The Afterlife: Letter To Sam Hamill

by Hayden Carruth

You may think it strange, Sam, that I'm writing

a letter in these circumstances. I thought

it strange too--the first time. But there's

a misconception I was laboring under, and you

are too, viz. that the imagination in your

vicinity is free and powerful. After all,

you say, you've been creating yourself all

along imaginatively. You imagine yourself

playing golf or hiking in the Olympics or

writing a poem and then it becomes true.

But you still have to do it, you have to exert

yourself, will, courage, whatever you've got, you're

mired in the unimaginative. Here I imagine a letter

and it's written. Takes about two-fifths of a

second, your time. Hell, this is heaven, man.

I can deluge Congress with letters telling

every one of those mendacious sons of bitches

exactly what he or she is, in maybe about

half an hour.
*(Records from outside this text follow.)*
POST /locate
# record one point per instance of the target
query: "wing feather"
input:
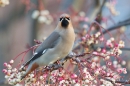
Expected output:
(50, 42)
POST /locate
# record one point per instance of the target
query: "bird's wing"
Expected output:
(49, 42)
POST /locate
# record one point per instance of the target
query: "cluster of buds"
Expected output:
(111, 7)
(4, 2)
(42, 16)
(12, 75)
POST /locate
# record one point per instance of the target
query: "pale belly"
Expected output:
(53, 55)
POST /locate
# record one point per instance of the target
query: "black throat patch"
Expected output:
(64, 23)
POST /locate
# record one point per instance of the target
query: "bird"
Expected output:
(55, 47)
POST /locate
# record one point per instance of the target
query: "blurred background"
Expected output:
(22, 21)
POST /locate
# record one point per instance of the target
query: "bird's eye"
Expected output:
(68, 18)
(60, 19)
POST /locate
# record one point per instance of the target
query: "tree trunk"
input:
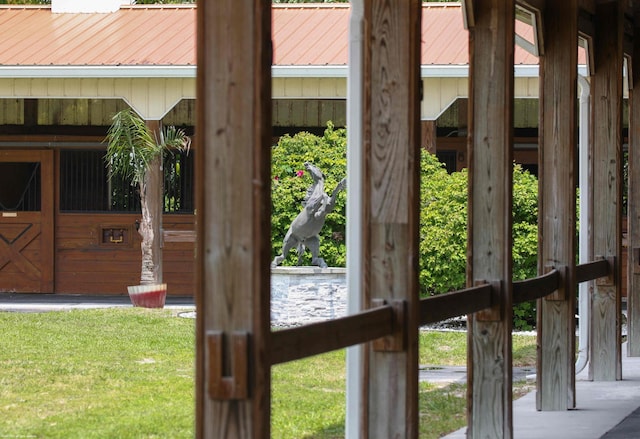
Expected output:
(151, 224)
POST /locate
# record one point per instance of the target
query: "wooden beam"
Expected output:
(491, 44)
(233, 223)
(557, 203)
(606, 87)
(633, 205)
(391, 143)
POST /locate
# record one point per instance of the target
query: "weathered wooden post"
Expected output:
(606, 88)
(633, 203)
(390, 197)
(233, 219)
(557, 205)
(491, 45)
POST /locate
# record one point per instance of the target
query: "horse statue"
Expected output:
(304, 230)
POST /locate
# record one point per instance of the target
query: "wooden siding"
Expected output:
(86, 264)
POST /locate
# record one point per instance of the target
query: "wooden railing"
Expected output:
(304, 341)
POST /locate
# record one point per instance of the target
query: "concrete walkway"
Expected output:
(600, 409)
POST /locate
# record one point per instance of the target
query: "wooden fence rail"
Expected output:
(305, 341)
(316, 338)
(536, 288)
(457, 303)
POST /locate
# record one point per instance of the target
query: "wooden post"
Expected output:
(557, 205)
(391, 144)
(633, 205)
(233, 223)
(491, 43)
(606, 87)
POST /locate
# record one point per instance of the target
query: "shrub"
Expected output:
(443, 232)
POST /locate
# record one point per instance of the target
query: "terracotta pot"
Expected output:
(148, 296)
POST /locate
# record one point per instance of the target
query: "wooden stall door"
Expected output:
(26, 221)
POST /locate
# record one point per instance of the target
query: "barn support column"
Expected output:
(557, 206)
(390, 223)
(606, 87)
(491, 44)
(233, 221)
(633, 204)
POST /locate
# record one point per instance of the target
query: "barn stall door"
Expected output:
(26, 221)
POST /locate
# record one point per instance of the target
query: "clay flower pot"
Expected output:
(148, 296)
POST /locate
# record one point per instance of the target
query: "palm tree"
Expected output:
(135, 152)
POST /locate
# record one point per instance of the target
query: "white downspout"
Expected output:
(583, 243)
(355, 354)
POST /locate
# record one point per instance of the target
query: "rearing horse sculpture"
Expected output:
(304, 230)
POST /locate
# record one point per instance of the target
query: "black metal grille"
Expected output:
(20, 187)
(85, 186)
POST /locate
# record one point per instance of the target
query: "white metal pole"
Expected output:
(583, 240)
(353, 422)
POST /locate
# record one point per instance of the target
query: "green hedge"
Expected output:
(443, 214)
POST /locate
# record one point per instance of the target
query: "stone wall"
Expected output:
(301, 295)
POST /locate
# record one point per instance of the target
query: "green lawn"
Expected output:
(128, 373)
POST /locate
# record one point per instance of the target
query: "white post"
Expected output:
(353, 422)
(583, 238)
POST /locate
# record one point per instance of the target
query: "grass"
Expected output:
(128, 373)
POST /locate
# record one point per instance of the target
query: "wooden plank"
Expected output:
(305, 341)
(536, 288)
(633, 207)
(606, 87)
(233, 248)
(557, 206)
(491, 45)
(445, 306)
(391, 143)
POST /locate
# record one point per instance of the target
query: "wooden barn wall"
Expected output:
(86, 262)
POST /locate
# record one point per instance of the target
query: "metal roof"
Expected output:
(160, 40)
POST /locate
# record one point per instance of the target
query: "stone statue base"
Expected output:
(302, 295)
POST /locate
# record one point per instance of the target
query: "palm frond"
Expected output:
(131, 146)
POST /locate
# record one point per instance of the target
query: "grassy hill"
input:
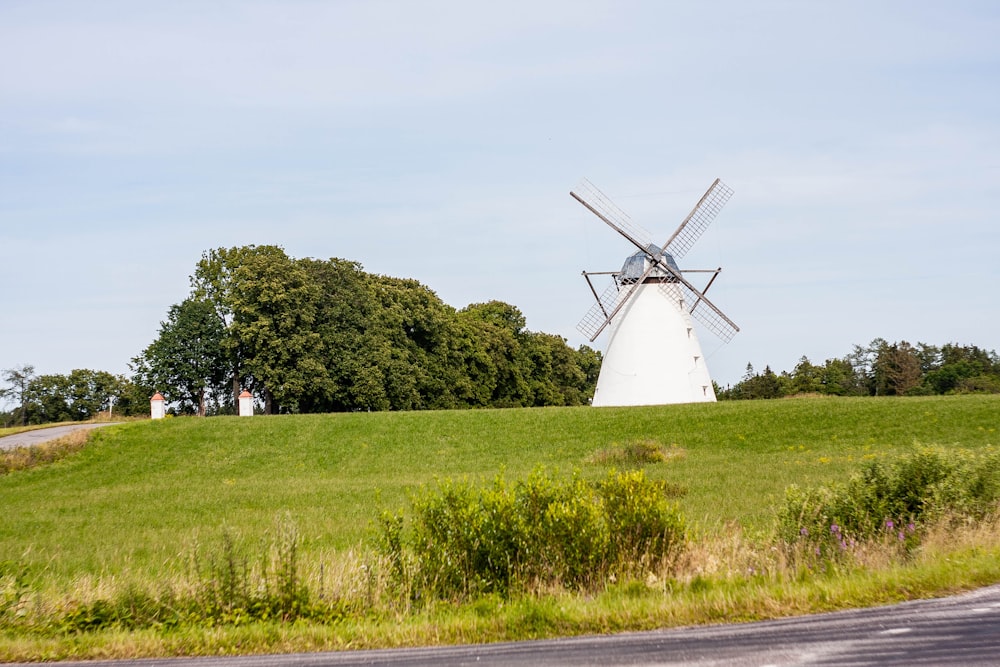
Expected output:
(144, 494)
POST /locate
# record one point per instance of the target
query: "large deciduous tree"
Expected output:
(187, 361)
In spite of your Buddhist

proclivities, when you imagine bliss

you still must struggle to get there. By the way

the Buddha has his place across town on

Elysian Drive. We call him Bud. He's lost weight

and got new dentures, and he looks a hell of a

lot better than he used to. He always carries

a jumping jack with him everywhere just

for contemplation, but he doesn't make it

jump. He only looks at it. Meanwhile Sidney

and Dizzy, Uncle Ben and Papa Yancey, are

over by Sylvester's Grot making the sweetest,

cheerfulest blues you ever heard. The air,

so called, is full of it. Poems are fluttering

everywhere like seed from a cottonwood tree.

Sam, the remarkable truth is I can do any

fucking thing I want. Speaking of which

there's this dazzling young Naomi who

wiped out on I-80 just west of Truckee

last winter, and I think this is the moment

for me to go and pay her my respects.

Don't go way. I'll be right back.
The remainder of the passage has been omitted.